Like most analysts, I like to see or hear what other analysts are seeing, and how they're addressing what they're seeing.

Ryan Washington's CyberJungle interview (episode 238) - Ryan was interviewed about his PFIC 2011 presentation about how forensicators can discover artifacts of anti-forensic attempts.  As with his presentation, Ryan discusses not just hiding from the user, but also how even seasoned pen testers leave tracks on systems, often when they try very hard to be stealthy.

I remember a discussion I had with members of the IBM ISS X-Force a while ago regarding an Excel exploit that allowed them access to a system.  I asked about artifacts, and was told that there were none.  I asked explicitly that if the exploit included sending a malicious Excel file and having the user open it, wouldn't the Excel spreadsheet be an "artifact"?  After all, many a forensicator has nailed down a phishing attack by locating the malicious PDF file in the email attachment archive.

Interestingly, Ryan also mentions digital "pocket litter", which isn't something that many folks who try to hide their activities are really aware of...

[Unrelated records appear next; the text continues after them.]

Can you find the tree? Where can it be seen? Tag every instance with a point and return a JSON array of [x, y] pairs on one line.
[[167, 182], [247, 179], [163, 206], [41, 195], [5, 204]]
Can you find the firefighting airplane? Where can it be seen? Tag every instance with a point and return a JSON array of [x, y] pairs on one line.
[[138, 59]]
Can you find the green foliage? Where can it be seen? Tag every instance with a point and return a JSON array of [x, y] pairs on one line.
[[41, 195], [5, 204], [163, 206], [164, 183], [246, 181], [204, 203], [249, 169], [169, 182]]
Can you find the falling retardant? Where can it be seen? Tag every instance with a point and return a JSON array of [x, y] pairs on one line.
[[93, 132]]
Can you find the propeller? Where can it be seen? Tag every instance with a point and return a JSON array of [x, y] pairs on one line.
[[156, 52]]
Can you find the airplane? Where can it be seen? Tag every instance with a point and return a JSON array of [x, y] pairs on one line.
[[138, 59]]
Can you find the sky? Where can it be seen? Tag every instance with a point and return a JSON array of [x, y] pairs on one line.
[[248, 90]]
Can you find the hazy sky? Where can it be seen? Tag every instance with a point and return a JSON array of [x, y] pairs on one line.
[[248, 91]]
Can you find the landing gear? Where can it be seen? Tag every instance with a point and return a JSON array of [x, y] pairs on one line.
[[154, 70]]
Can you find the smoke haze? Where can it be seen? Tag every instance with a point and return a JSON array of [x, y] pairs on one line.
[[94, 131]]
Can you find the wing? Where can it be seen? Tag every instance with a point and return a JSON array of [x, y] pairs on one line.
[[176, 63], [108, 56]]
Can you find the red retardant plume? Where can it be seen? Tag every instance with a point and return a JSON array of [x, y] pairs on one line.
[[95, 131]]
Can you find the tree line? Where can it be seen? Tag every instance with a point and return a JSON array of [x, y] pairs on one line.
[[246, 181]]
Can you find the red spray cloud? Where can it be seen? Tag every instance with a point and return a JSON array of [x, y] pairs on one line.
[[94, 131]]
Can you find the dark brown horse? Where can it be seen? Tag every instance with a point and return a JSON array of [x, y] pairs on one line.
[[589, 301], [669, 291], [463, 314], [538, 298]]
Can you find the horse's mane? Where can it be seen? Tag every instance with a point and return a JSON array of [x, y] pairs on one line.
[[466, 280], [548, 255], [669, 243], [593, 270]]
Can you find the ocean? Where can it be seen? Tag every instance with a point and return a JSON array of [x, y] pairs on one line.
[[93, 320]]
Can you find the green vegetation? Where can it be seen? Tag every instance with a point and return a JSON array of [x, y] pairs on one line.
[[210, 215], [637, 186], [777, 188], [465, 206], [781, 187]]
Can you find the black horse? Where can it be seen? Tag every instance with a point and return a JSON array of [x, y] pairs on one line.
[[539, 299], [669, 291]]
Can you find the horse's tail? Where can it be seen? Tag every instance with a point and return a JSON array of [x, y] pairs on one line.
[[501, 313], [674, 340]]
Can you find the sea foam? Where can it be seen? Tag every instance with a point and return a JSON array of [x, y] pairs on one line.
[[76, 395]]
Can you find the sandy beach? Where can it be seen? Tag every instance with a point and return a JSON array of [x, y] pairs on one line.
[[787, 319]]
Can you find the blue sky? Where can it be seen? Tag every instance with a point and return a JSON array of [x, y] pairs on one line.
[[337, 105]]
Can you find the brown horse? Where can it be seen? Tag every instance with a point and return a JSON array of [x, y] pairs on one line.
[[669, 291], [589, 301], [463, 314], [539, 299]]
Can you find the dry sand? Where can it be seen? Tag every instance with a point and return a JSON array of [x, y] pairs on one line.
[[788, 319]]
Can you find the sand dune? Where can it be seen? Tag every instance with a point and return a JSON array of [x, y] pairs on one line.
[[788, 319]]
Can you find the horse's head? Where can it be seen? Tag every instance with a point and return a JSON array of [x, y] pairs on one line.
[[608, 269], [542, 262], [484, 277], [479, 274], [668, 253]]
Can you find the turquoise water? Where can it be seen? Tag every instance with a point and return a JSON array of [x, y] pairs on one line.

Chris Pogue's Pauldotcom interview - episode 267, starts about 56:33 into the video; Chris talks about Sniper Forensics; what it means, where we are now, where we need to go, all with respect to DFIR.  Chris also references some of the same topics that Ryan discussed, and in some cases goes into much more technical detail (re: discussion of MFT attributes).  Chris talks about some of the things that he and his team have seen, including MBR infectors, and memory analysis.

Another cool thing about the interview is that you get to see Chris's office, and hear his cell phone ring tone!

1 comment:

Anonymous said...

I was just thinking today about the same thing Ryan Washington seems to be talking about.

The choice of evading one method of detection usually opens them up to another method of detection. Whether it's overlapping fragments to evade an IDS, packing malware to evade AV software, putting DLLs in the Windows/Fonts folder with a .fon file extension. Unlinking a process from the doubly linked list, etc.

It's like playing a game of Whack-A-Mole. As soon as they evade one form of detection, they have to deal with another. Their evasion is only effective until someone looks at the right data in the right way, at which point they stick out like a sore thumb.